Learn more about Christ in the Psalms artwork and download artwork guides here.

Person: Jeremy Grant

Jeremy Grant is an emerging artist and award-winning creative director. He was born in California in 1985. He received a B.S. in Graphic Design and Illustration from John Brown University, (AR), in 2007. Grant has exhibited his collage and assemblage artwork in individual and group gallery shows since 2008. His work uses association to uncover themes of destruction and creation, death and resurrection, and chaos and familiarity. Jeremy Grant currently lives and works in Denver, Colorado.

Piece

Collage

PROCESS

Walking alongside Hemen through this song, I feel the pain with him. I relate to the feeling that “suffering never ends”—there’s always something else. If God cares about me, why have I continued to suffer, so repeatedly, so…pointedly? And all the theological questions about God “causing versus allowing” suffering—we know God is all-powerful, so what’s the difference? Hemen points straight at God and says “Your wrath has swept over me,” and “You have made me a horror to my companions.”

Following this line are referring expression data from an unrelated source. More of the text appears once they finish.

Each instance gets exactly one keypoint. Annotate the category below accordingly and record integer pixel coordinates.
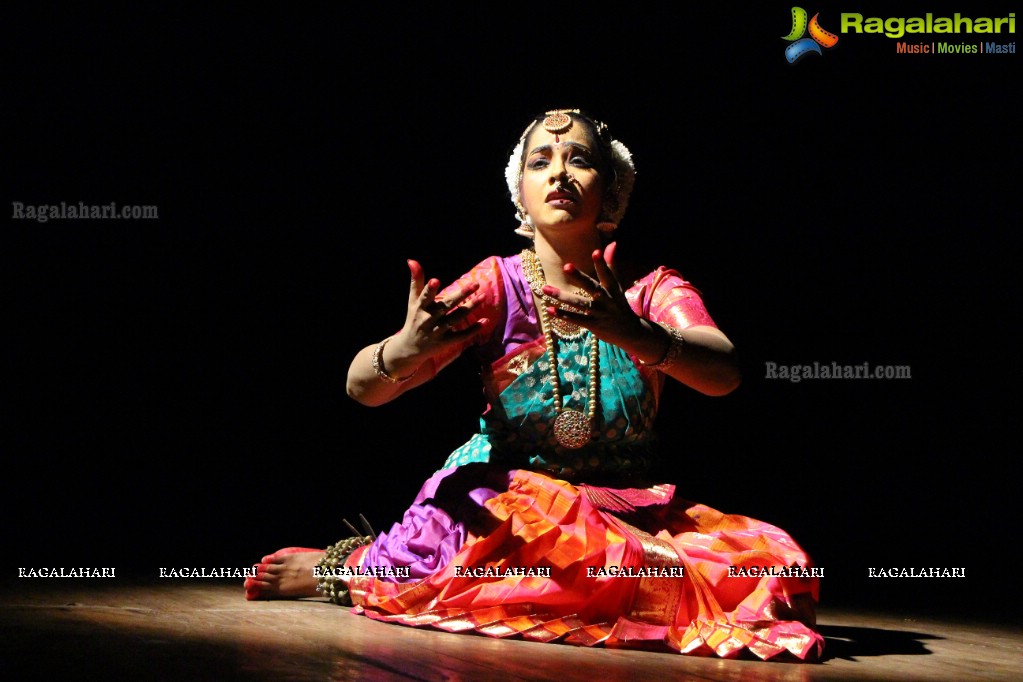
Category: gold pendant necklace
(533, 271)
(573, 429)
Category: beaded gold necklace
(573, 429)
(534, 275)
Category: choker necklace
(533, 271)
(572, 428)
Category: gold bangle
(674, 349)
(379, 365)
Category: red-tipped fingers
(604, 264)
(415, 286)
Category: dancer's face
(561, 183)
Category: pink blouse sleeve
(488, 302)
(664, 297)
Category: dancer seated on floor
(528, 529)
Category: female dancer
(544, 525)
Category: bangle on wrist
(674, 349)
(379, 365)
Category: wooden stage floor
(84, 630)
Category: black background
(175, 388)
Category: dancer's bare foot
(287, 574)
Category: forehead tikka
(558, 121)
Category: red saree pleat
(547, 525)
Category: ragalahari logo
(801, 46)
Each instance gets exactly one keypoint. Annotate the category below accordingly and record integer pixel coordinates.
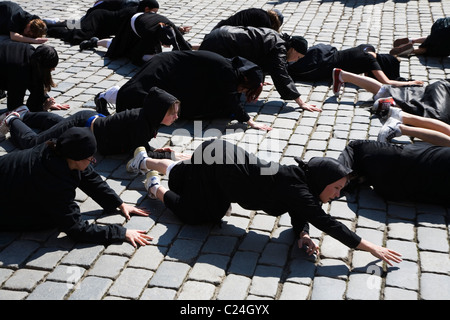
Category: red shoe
(337, 83)
(403, 50)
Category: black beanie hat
(322, 171)
(76, 143)
(46, 56)
(298, 43)
(147, 3)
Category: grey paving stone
(24, 280)
(234, 287)
(108, 266)
(244, 263)
(328, 289)
(50, 290)
(434, 286)
(158, 294)
(131, 283)
(362, 286)
(170, 274)
(294, 291)
(83, 255)
(184, 250)
(91, 288)
(391, 293)
(209, 268)
(432, 239)
(148, 257)
(15, 254)
(274, 254)
(265, 281)
(404, 275)
(194, 290)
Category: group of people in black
(38, 182)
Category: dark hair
(147, 3)
(42, 61)
(274, 20)
(38, 28)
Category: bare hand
(40, 40)
(310, 107)
(257, 125)
(137, 237)
(128, 209)
(50, 104)
(382, 253)
(386, 255)
(305, 240)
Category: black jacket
(124, 131)
(13, 18)
(17, 76)
(37, 191)
(202, 191)
(204, 82)
(431, 101)
(262, 46)
(253, 17)
(321, 59)
(146, 40)
(415, 172)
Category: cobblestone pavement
(253, 255)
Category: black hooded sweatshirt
(204, 82)
(37, 191)
(220, 173)
(124, 131)
(13, 18)
(262, 46)
(115, 134)
(17, 75)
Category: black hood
(155, 107)
(322, 171)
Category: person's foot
(4, 125)
(403, 50)
(382, 106)
(337, 83)
(134, 165)
(101, 105)
(152, 183)
(390, 130)
(89, 44)
(400, 42)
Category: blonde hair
(274, 20)
(38, 28)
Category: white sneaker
(151, 181)
(395, 113)
(4, 125)
(390, 130)
(134, 165)
(21, 111)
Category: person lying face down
(49, 175)
(219, 173)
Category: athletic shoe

Hemen pulls no punches in this song. He is ferociously real. He brought raw and deep wounding, anger, depression and doubt to the people of God in the form of a song. There isn’t a happy resolution or moral, the song doesn’t give an answer. Psalm 88 ends with a haunting phrase, “darkness is my only friend.”

My response, in the form of this collage, is to acknowledge and honor the pain—to visualize it without rescue or resolution. I get the image of someone screaming in the dark. Struggling to stay lucid through waves of pain. Gasping and sobbing.

“Can you hear me? Are you there?
You are the only one who can save me, God…
Why don’t you answer?
Have you left me alone here? In Sheol?”

A dark figure is at the center, covered in raw red streaks, eyes puffed closed, darkness and fire all around. Sheol, the background, is visualized as ambiguous, formless darkness, creation reverting back to chaos, absent of anything but pain.

The only comfort offered here is the assurance that our pain is real, and our only hope is to be honest about it with each other, and with God. Real relationships will weather the difficult conversations, the anger and the pain. God can handle our honest emotions.